Endothelium-derived hyperpolarising factors and associated pathways: a synopsis

The term endothelium-derived hyperpolarising factor (EDHF) was introduced in 1987 to describe the hypothetical factor responsible for myocyte hyperpolarisations not associated with nitric oxide (EDRF) or prostacyclin. Two broad categories of EDHF response exist. The classical EDHF pathway is blocked by apamin plus TRAM-34 but not by apamin plus iberiotoxin and is associated with endothelial cell hyperpolarisation. This follows an increase in intracellular [Ca2+] and the opening of endothelial SKCa and IKCa channels preferentially located in caveolae and in endothelial cell projections through the internal elastic lamina, respectively. In some vessels, endothelial hyperpolarisations are transmitted to myocytes through myoendothelial gap junctions without involving any EDHF. In others, the K+ that effluxes through SKCa activates myocytic and endothelial Ba2+-sensitive K-IR channels leading to myocyte hyperpolarisation. K+ effluxing through IKCa activates ouabain-sensitive Na+/K+-ATPases generating further myocyte hyperpolarisation.
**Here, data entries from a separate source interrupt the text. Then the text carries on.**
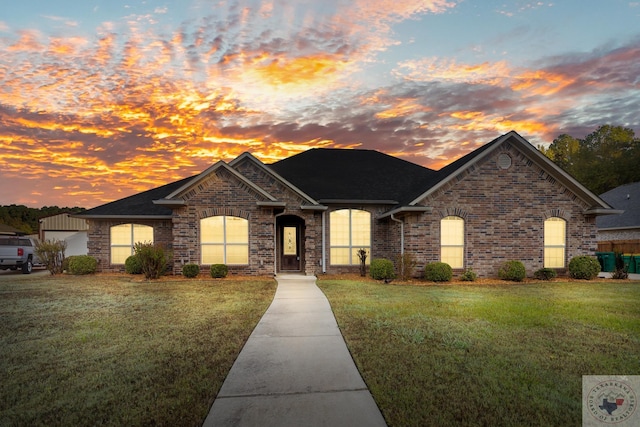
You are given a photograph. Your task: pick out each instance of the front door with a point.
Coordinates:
(290, 248)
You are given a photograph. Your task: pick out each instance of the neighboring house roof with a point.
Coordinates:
(139, 205)
(63, 222)
(8, 230)
(626, 198)
(337, 175)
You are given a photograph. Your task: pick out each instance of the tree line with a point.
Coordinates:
(603, 160)
(26, 219)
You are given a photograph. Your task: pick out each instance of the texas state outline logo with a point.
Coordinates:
(612, 401)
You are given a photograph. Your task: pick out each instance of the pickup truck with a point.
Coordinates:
(17, 252)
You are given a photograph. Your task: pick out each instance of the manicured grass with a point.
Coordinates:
(492, 355)
(111, 350)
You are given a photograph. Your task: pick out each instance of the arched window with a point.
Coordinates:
(350, 231)
(452, 241)
(555, 237)
(224, 240)
(124, 237)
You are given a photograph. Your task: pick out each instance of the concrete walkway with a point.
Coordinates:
(295, 369)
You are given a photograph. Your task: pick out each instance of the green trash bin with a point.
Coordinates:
(629, 264)
(607, 261)
(635, 261)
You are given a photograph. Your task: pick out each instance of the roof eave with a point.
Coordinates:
(271, 204)
(597, 210)
(137, 217)
(273, 173)
(625, 228)
(357, 202)
(314, 207)
(170, 203)
(406, 209)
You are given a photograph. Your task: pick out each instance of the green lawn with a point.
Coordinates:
(492, 355)
(110, 350)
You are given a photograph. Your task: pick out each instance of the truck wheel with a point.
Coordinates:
(27, 267)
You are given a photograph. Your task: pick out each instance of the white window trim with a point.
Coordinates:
(224, 243)
(350, 246)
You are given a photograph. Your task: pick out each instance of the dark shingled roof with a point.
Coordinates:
(618, 199)
(140, 204)
(366, 175)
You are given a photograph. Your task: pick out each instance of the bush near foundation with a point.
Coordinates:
(51, 254)
(469, 276)
(190, 270)
(82, 264)
(438, 272)
(584, 267)
(512, 270)
(382, 269)
(132, 265)
(218, 271)
(153, 259)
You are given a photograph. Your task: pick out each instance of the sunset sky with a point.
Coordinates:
(101, 99)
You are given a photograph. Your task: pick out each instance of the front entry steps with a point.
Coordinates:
(295, 276)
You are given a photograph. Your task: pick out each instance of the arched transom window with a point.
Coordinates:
(452, 241)
(350, 231)
(224, 240)
(555, 237)
(124, 237)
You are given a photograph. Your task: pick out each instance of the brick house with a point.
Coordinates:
(312, 212)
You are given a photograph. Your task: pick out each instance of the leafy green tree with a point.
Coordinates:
(563, 151)
(604, 159)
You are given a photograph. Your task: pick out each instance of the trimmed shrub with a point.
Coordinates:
(438, 272)
(190, 270)
(406, 266)
(382, 269)
(469, 276)
(132, 265)
(620, 272)
(51, 254)
(218, 271)
(545, 274)
(512, 270)
(153, 259)
(82, 264)
(584, 267)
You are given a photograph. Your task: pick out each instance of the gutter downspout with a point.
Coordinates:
(324, 248)
(275, 243)
(393, 218)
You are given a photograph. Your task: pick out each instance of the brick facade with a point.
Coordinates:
(504, 212)
(503, 197)
(99, 240)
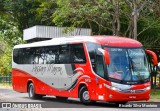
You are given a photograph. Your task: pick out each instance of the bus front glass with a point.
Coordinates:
(128, 65)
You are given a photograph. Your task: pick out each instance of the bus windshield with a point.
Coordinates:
(128, 64)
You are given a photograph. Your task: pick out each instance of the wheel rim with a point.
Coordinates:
(86, 95)
(31, 90)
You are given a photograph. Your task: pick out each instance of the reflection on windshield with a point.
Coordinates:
(128, 64)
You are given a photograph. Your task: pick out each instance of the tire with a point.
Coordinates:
(32, 93)
(61, 98)
(84, 95)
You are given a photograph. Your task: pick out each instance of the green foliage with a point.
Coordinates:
(104, 17)
(5, 58)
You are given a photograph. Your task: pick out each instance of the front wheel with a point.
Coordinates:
(84, 95)
(32, 93)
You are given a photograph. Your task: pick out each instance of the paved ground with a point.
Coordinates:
(15, 98)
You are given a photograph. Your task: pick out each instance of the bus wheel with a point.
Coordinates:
(84, 95)
(61, 98)
(31, 92)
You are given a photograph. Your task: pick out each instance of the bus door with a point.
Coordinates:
(100, 78)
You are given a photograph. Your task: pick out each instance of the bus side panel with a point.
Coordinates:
(44, 89)
(19, 80)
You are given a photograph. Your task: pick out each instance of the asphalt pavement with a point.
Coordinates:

For the classical pathway, the hyperpolarising "factor" involved is the K+ that effluxes through endothelial K-Ca channels. During vessel contraction, K+ efflux through activated myocyte BKCa channels generates intravascular K+ clouds. These compromise activation of Na+/K+-ATPases and K-IR channels by endothelium-derived K+ and increase the importance of gap junctional electrical coupling in myocyte hyperpolarisations. The second category of EDHF pathway does not require endothelial hyperpolarisation. It involves the endothelial release of factors that include NO, HNO, H2O2 and vasoactive peptides as well as prostacyclin and epoxyeicosatrienoic acids. These hyperpolarise myocytes by opening various populations of myocyte potassium channels, but predominantly BKCa and/or K-ATP, which are sensitive to blockade by iberiotoxin or glibenclamide, respectively.